Updated: May 27, 2022

THE ICEPICK APPROACH©

Anyone can pick up a novel and find a “he done me wrong” story or story about the death of a family member.

In fact, psychologists often tell their patients to write when they are having trouble coping with some sort of trouble, loss or grief. The bookshelves are packed with these types of stories and that’s not a bad thing.


But writing can be difficult while in the throes of grieving.

a. My mother died at the end of 2016

b. My sweet dog, Robert mid-2019

c. My husband, Bob is currently in hospice care. In 2017, he was diagnosed with aphasia/frontotemporal dementia in 2017 and currently cannot take care of himself.


So, how do we keep writing when we don’t feel like it?

What I do, is something I have coined The Icepick Approach©. It's a method I use to chip away at my writing projects. I consider this method an invaluable resource for the busy woman (and maybe a man, here or there).

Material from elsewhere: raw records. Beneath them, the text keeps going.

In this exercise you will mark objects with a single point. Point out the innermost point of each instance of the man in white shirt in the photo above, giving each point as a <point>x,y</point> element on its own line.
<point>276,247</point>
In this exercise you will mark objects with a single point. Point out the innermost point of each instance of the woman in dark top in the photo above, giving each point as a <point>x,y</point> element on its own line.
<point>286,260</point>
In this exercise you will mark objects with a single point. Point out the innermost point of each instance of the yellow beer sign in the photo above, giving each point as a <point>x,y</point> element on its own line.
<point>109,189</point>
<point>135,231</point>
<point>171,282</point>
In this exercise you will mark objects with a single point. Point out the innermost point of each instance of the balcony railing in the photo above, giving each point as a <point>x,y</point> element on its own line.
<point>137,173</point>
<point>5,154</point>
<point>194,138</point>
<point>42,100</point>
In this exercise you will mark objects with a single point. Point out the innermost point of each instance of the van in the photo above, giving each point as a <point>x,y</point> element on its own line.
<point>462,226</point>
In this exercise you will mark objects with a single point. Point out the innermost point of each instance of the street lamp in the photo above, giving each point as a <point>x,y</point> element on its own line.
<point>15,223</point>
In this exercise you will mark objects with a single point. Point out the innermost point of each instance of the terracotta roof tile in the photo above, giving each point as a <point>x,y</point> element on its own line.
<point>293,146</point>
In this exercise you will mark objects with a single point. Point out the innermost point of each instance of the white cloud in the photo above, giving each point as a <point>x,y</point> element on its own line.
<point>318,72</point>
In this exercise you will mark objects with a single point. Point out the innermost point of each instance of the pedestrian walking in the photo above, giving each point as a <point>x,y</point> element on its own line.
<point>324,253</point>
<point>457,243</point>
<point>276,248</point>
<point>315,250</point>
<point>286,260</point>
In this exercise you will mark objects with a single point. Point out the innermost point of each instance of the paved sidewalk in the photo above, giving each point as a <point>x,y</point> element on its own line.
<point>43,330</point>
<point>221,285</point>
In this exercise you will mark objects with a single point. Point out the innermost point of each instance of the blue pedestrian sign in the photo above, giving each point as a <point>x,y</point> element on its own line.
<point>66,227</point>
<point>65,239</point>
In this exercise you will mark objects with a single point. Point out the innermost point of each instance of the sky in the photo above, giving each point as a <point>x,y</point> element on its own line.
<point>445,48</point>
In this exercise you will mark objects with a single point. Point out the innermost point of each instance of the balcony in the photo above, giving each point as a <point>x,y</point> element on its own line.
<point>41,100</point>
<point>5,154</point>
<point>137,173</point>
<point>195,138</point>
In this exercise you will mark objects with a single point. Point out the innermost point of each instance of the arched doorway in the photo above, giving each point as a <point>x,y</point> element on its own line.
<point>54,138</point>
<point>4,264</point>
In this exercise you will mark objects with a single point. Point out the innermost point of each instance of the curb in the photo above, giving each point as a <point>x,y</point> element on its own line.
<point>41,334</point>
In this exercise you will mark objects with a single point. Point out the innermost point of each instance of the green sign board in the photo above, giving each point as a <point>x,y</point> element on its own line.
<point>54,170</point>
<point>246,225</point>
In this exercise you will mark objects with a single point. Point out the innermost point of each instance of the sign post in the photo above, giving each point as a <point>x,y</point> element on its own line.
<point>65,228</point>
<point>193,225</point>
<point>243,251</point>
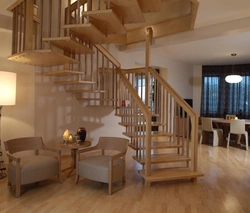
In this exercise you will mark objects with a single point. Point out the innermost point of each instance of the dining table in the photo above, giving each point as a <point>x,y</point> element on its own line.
<point>221,121</point>
<point>224,124</point>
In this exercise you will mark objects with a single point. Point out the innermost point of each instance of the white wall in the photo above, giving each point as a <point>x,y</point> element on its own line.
<point>179,75</point>
<point>197,84</point>
<point>44,109</point>
<point>17,120</point>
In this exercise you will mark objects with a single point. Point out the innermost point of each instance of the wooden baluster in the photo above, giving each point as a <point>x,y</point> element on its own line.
<point>59,17</point>
<point>14,31</point>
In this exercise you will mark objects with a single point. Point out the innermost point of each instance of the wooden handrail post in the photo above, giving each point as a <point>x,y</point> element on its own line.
<point>28,31</point>
<point>149,36</point>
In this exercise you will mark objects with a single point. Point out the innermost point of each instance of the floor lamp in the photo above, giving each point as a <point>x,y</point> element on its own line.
<point>7,97</point>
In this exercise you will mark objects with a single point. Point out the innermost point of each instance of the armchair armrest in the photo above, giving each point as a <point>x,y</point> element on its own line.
<point>12,157</point>
<point>83,150</point>
<point>58,151</point>
<point>113,157</point>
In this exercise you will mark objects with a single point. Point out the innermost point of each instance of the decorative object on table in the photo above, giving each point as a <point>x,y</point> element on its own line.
<point>66,135</point>
<point>70,138</point>
<point>7,97</point>
<point>233,78</point>
<point>3,173</point>
<point>240,114</point>
<point>82,133</point>
<point>229,117</point>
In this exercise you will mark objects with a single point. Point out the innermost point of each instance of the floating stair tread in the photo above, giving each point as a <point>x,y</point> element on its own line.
<point>16,3</point>
<point>44,58</point>
<point>69,45</point>
<point>62,73</point>
<point>139,124</point>
<point>106,21</point>
<point>87,91</point>
<point>100,106</point>
<point>132,114</point>
<point>150,5</point>
<point>74,82</point>
<point>88,32</point>
<point>130,11</point>
<point>153,134</point>
<point>95,99</point>
<point>170,174</point>
<point>163,158</point>
<point>157,145</point>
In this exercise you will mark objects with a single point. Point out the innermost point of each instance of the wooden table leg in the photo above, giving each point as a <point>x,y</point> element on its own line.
<point>73,161</point>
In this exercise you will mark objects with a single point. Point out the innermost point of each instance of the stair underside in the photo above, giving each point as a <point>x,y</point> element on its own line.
<point>163,158</point>
<point>88,32</point>
<point>69,45</point>
<point>130,11</point>
<point>156,145</point>
<point>44,58</point>
<point>74,82</point>
<point>62,73</point>
<point>132,114</point>
<point>170,174</point>
<point>106,21</point>
<point>95,99</point>
<point>153,134</point>
<point>86,91</point>
<point>139,124</point>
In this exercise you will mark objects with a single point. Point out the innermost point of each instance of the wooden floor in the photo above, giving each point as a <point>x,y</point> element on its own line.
<point>225,187</point>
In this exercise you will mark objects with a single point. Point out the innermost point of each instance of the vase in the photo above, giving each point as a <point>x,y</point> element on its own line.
<point>82,133</point>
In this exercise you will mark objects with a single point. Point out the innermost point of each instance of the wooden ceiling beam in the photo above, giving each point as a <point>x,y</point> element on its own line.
<point>161,29</point>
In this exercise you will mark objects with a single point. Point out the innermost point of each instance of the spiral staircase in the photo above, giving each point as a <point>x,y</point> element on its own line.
<point>66,39</point>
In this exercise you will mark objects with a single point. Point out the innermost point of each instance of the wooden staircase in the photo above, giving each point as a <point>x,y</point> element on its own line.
<point>163,139</point>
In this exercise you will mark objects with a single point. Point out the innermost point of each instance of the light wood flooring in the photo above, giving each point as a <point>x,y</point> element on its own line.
<point>225,187</point>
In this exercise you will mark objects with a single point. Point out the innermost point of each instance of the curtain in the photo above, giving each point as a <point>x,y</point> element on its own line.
<point>219,97</point>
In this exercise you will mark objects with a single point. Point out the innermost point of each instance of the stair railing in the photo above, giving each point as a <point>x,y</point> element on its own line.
<point>180,118</point>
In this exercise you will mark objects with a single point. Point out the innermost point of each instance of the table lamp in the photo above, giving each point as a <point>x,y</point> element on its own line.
<point>7,97</point>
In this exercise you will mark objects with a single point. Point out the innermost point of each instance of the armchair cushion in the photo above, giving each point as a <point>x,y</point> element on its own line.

The Icepick Approach© allows a writer the freedom and PERMISSION to write only a few sentences a day; good sentences that exude my emotional state. To do more would be overwhelming. When in the throes of deep grief, we can barely get through the day let alone write coherent scenes for a novel. So, I simply chip, chip away to stay on track and to get my creative flow out until it becomes too much and then, I stop. But I do write every day. Chipping away.


That’s how I completed these following stories:

1. How the Deer Moon Hungers (2018-20)

2. Gag Me (2021)

3. When You Leave Me (2020-22)

4. Storm Season (2016-17)

5. The Lesser Witness (2015-16)

6. As well as a few short stories for anthologies I was invited to write for.

7. And it’s the method I use for editing the Bobby’s Diner series which got picked up again and revitalized by a new publisher


Maybe The Icepick Approach© can work for you too. I sure hope so.